Help Save the Historic Tax Credit

The federal historic tax credit to revitalize historic buildings was eliminated in the House Tax Reform bill released yesterday by the House Ways and Means Committee.

We know that the Historic Tax Credit has a proven track record of creating jobs, spurring private investment, and generating fiscal revenue. While the Tax Reform bill is intended to stimulate economic growth, elimination of the federal historic tax credits undermines the revitalization of older and historic town centers like Springfield’s.

Congress will begin debate on this bill next week with a vote expected by mid-November.

Join us as a citizen who supports downtown revitalization by ACTING NOW to communicate the value of the Historic Tax Credit to your Representatives and Senators in Congress:

Find out who represents you in Congress>
Call during office hours. Ask to speak to tax staff or ask for a tax staffers’ email address.

A suggested outline of your email message or phone call:

Introduce yourself as a constituent.

Say “I heard the historic tax credit is eliminated in the House version of the tax reform bill. I am extremely concerned that this important community redevelopment incentive will no longer be available to revitalize Springfield’s central historic district. Our National Register District in downtown Springfield was just expanded a few years ago specifically so that additional buildings could use the federal credit and be rehabilitated.”

You can add how the federal historic tax credit has been influential in revitalizing downtown Springfield:

  • The St. George Building Apartments, which were filled in a few months, at the corner of 3rd and Monroe, used federal historic tax credits to finance it.
  • Neither the Booth Building or the Ferguson Building would be moving forward as projects without the historic tax credit. (Vele Restaurant is opening next week in the Ferguson.)
  • The Chamber’s project to rehabilitate the former First United Methodist Church at Capitol and 5th wouldn’t be moving toward construction without the historic tax credit.

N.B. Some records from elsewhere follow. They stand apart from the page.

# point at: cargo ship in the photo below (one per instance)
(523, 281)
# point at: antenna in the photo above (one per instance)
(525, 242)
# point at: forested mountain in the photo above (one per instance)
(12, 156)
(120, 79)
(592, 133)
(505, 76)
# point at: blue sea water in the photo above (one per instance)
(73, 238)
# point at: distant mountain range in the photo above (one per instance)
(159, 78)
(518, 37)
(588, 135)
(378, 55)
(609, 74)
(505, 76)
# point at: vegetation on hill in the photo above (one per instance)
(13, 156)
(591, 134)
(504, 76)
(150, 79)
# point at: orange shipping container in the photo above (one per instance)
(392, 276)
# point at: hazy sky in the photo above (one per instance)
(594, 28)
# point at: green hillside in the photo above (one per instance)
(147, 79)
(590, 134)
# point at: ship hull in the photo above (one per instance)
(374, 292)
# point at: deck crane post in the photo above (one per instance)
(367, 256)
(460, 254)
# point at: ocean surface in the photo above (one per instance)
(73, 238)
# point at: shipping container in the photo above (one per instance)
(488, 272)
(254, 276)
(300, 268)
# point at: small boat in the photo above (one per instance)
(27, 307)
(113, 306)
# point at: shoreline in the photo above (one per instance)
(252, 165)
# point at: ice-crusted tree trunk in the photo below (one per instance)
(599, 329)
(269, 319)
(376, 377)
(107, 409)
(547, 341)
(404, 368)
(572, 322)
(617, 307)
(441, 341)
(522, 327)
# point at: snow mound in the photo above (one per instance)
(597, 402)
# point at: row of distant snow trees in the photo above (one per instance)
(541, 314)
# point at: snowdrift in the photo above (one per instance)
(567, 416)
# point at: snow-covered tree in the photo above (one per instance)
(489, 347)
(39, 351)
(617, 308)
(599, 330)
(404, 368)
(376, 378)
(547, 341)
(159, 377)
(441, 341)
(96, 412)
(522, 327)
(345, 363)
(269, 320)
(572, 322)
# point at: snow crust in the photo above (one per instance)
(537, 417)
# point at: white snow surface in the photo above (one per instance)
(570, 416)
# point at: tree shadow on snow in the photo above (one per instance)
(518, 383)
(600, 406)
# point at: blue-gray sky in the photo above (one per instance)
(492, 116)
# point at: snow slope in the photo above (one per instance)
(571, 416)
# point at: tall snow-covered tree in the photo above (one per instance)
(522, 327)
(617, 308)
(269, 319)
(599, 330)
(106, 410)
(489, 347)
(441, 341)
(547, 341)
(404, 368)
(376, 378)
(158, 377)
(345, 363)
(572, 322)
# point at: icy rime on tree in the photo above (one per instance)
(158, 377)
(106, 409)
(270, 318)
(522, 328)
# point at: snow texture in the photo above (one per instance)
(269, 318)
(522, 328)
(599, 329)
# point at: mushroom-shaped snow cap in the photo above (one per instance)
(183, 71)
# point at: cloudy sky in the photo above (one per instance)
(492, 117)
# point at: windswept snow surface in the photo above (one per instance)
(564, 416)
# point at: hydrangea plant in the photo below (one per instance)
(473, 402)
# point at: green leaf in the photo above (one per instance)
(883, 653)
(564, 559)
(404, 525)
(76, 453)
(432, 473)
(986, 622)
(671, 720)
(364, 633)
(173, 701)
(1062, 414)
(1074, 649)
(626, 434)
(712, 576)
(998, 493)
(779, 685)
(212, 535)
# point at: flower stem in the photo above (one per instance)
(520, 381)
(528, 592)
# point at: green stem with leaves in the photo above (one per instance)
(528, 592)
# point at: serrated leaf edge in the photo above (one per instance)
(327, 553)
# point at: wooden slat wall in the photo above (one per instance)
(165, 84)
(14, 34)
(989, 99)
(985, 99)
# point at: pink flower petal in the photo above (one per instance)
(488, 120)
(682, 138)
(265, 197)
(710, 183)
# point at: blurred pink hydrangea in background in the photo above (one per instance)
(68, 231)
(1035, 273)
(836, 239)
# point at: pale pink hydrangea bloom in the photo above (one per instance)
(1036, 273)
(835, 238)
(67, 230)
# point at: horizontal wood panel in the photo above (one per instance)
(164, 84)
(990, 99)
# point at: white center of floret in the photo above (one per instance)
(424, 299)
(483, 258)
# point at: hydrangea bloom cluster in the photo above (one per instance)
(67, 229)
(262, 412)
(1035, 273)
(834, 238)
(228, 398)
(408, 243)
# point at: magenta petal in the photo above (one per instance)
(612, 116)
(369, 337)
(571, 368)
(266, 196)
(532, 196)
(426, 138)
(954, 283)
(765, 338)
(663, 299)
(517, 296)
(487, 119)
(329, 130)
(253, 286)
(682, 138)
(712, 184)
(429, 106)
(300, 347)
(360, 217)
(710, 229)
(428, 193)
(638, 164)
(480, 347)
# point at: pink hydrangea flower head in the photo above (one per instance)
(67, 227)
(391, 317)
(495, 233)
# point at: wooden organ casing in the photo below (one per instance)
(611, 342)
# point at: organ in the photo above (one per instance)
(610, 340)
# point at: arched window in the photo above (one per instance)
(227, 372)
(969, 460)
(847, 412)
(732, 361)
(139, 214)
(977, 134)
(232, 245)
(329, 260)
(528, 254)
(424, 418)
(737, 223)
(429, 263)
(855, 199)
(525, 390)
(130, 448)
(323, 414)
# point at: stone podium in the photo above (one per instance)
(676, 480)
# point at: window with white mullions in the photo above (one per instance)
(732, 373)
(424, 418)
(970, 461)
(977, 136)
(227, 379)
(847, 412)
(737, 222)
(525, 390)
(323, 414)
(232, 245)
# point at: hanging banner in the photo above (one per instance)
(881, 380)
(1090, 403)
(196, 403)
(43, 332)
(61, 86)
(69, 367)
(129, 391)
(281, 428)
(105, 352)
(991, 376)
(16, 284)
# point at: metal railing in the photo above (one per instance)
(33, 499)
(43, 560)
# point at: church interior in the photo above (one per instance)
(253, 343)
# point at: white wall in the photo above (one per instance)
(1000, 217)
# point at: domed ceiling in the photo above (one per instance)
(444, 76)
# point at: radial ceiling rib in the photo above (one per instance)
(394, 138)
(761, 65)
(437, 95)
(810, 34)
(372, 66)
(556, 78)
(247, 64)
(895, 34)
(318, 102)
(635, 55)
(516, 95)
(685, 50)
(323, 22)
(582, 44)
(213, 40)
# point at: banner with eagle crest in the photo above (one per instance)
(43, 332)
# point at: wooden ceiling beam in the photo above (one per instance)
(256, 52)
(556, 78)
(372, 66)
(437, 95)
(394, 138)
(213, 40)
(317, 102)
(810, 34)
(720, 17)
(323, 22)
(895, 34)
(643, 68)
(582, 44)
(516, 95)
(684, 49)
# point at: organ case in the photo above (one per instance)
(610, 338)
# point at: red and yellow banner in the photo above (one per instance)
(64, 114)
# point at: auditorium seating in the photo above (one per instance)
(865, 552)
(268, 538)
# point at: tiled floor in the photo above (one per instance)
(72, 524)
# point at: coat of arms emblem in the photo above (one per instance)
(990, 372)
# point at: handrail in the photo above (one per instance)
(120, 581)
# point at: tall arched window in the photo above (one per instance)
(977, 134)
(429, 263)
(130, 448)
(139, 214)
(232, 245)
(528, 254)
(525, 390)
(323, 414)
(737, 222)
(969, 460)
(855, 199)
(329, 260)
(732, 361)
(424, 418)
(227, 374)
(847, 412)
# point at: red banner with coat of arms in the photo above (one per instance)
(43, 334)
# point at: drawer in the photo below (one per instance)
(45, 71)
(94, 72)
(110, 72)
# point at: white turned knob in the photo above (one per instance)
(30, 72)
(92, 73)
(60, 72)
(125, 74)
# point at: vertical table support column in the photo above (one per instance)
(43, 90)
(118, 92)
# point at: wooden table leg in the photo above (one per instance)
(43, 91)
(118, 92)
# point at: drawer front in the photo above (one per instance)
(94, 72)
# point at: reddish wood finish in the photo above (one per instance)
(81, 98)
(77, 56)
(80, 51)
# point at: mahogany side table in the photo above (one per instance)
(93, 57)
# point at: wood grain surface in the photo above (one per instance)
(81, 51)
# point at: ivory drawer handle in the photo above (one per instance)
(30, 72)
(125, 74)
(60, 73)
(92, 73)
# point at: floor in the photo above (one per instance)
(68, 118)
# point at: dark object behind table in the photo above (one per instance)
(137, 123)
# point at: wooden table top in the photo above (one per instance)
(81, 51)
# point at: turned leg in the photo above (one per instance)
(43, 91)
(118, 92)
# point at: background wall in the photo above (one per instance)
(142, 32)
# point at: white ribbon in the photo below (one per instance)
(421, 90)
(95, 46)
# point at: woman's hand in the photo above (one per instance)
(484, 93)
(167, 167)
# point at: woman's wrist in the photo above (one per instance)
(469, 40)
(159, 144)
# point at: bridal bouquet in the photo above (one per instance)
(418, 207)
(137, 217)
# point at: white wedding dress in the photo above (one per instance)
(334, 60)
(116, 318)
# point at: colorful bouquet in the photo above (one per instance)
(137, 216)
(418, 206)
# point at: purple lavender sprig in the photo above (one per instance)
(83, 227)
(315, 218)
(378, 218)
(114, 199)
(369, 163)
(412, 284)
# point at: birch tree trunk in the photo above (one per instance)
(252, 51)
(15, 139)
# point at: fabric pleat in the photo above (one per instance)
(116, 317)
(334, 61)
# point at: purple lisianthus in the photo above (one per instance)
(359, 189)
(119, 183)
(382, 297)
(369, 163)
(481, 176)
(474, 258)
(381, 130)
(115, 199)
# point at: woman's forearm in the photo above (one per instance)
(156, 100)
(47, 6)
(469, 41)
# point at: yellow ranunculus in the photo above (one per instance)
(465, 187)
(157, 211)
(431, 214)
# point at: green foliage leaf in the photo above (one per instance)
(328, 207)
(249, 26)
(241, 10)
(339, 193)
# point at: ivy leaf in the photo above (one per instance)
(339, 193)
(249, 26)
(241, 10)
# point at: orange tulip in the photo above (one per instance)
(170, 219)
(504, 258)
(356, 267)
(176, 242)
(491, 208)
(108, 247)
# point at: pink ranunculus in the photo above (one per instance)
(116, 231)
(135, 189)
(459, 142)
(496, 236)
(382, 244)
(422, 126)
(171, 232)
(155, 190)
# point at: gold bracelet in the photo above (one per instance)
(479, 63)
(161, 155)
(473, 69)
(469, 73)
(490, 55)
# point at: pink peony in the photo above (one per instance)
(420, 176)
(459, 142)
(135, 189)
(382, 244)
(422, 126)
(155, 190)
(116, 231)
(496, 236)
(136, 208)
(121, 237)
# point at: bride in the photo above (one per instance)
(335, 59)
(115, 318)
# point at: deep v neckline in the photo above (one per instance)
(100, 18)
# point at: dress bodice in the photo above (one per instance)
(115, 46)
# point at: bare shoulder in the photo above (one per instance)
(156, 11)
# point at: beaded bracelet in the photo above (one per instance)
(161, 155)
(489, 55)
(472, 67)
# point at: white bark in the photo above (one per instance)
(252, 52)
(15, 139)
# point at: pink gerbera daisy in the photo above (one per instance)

There have been multiple rehab projects in the downtown that have utilized the credit in the last 10 years:

  • the KingTech headquarters in the Buck Building on the north side of the square;
  • the Fisher Latham Block across from the Presidential Library on 6th housing Abe’s Old Hat and Wild Rose on the first floors (done by Carolyn Oxtoby and Dick Morse);
  • the Jennings Ford Dealership rehabbed by INB at 4th and Jackson, and
  • the Windsor Hotel rehabbed by Development Services Corporation into beautiful office space at 4th and Adams (with a portion opening as Itty Bitty Fashion Trunk in late November).

These are just a few examples of the power of the federal historic tax credit. Thanks for your advocacy!